There is no such uncertainty as a sure thing.
This is going to be published a couple of months after I write this. I have no idea who will read this.
My wife and I sat up all evening nearly a month after we retired talking about what we’d done, this retiring thing, and if it would work. I had several clients who, I’m sure, went through the same wine-filled talk that we just did. It’s one thing to tell people what to do when you’re sitting in front of a spreadsheet, having run a Monte Carlo simulation, full of academic vim and vigor (passed the CFP exam with no other background first time, thankyouverymuch).
It’s entirely another to be living it.
I imagine that people, on their deathbeds, ask their doctors what it’s like.
The doctors don’t really know.
They just think they do.
They’ve seen many other people go through the same process: the slow decline, the moments before the passing, and then the passing, followed by the rigor mortis. My grandfather called out for a distant uncle, even though his daughter was right there. Priests tell you what’s supposed to be on the other side.
However, the reality is that doctors have never died. Priests have never experienced heaven. They don’t really know what happens. They just try to assuage those going through the passage the best they can.
The first few…weeks? Months? Who knows? of retirement are similar. For most of us, who will have to rely on what our wits have provided us until the point that we stop relying on our wits to provide us an income, we’re left with some amount of uncertainty. I even wrote about our retirement plan over six years ago. In the intervening years, I started a company and a private equity fund, and, then, suddenly, when I was 46 and my wife was 45 (pretty darn close if you read the article), we were on the analogous cusp of what I wrote about, and we pulled the trigger to FIRE (financial independence retire early).
Yet, a month into it, with only the income from our rental properties and from my board work, I wonder…
Is this going to work?
I feel like Tim Ferriss (an author who truly inspires me, by the way), blogging in a wine-fuelled moment, but, while all of the models, numbers, rules of thumb, and the like say that we’ll probably be OK, the true answer, once we’re on the other side is
I don’t know.
That’s the trick of most financial planners. They’re supposed to give you the confidence to make the leap. They’re the priests and the doctors who tell you that, when you’re dying, everything is going to be OK. The simple matter is that they don’t know. It’s a guess. For most people, the answer is that, yes, it’s going to be OK.

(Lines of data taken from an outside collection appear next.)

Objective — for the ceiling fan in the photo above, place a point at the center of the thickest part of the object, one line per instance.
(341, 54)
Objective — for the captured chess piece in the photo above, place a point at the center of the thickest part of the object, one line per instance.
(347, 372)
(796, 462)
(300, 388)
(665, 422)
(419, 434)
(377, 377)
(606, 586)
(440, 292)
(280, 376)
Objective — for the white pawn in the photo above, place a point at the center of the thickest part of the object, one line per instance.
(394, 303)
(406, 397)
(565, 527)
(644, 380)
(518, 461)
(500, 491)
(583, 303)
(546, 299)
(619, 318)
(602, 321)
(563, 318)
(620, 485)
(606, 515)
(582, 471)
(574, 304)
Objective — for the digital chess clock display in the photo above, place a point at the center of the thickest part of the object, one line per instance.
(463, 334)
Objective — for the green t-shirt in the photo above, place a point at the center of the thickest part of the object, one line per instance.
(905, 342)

This is supposed to be a time of joy and excitement. We did it. We made it to the other side. Heck, the fact that I have to keep hitting backspace because of the wine that I drank with my wife on a Thursday evening is testament to that.
But, for those of you who get here and have a little bit of doubt about whether or not it’s the right decision, know this…
It’s OK to think that way.
My wife is was (do you know how hard that trick is to pull after a bottle of wine?) a financial analyst.
I still am a CFP.
Of all couples who should have our plan locked down and modeled to the nth degree of uncertainty, it’s us.
And we have uncertainty.
So, if you have uncertainty, that’s OK.
What we did to deal with the uncertainty was to do something similar to what I did in the Army.
It’s a contingency plan.
In the Army, it was telling your soldiers what to do if certain events happened and you, as a leader, were not there to lead them. I’d try to come up with at least 3 contingencies in case something happened.
For us, we came up with several:
- Decrease the lifestyle. We are currently living in a reasonably high rent area in Dallas. If we need to, we can dial back our lifestyles. Hello, Costco! Goodbye, Sunday brunches!
- Move somewhere cheaper. As I mentioned, we’re living in a reasonably high rent area in Dallas. As I outlined in my previous research, how much you have to save to retire depends on where you live, so we could always move to a cheaper place to live.
- Become expat nomads. While living somewhere cheaper in the U.S. is always an option, it’s possible to take advantage of geographic arbitrage internationally. We like to travel. I’ve lived overseas. Two backpacks, and we’re off…
- Sell the rental properties. We based our retirement off of rental property income. Who knows what the economy brings. We could always sell the golden goose and look to invest in a golden…turkey(?).
- Get jobby jobs. If worse comes to worst, I can always ask you if you’d like fries with that. In reality, I can probably pick up consulting work, and so can my wife. I’ve said that we’re semi-retired. We can consider it a sabbatical.
The early stages of retirement are this schizophrenic gyration between “we’re fine” and “we’re going to go broke!” While this post might have been fueled by the fires (and typos) of a wine-filled night with my wife, the reality is that, barring a fixed income that exceeds the cost of living, most people who pull the plug without an overabundance of caution go through this type of angst. My mother-in-law said that she and her husband, even on a pension, had two months of “anal budgeting” (perhaps a topic for another article). The reality is that, no matter how much you plan, there’s a settling in period before you get comfortable that you didn’t pull the plug too early.
Even if you did, having contingency plans will make sure that your retirement plans don’t involve dumpster diving and living under a bridge.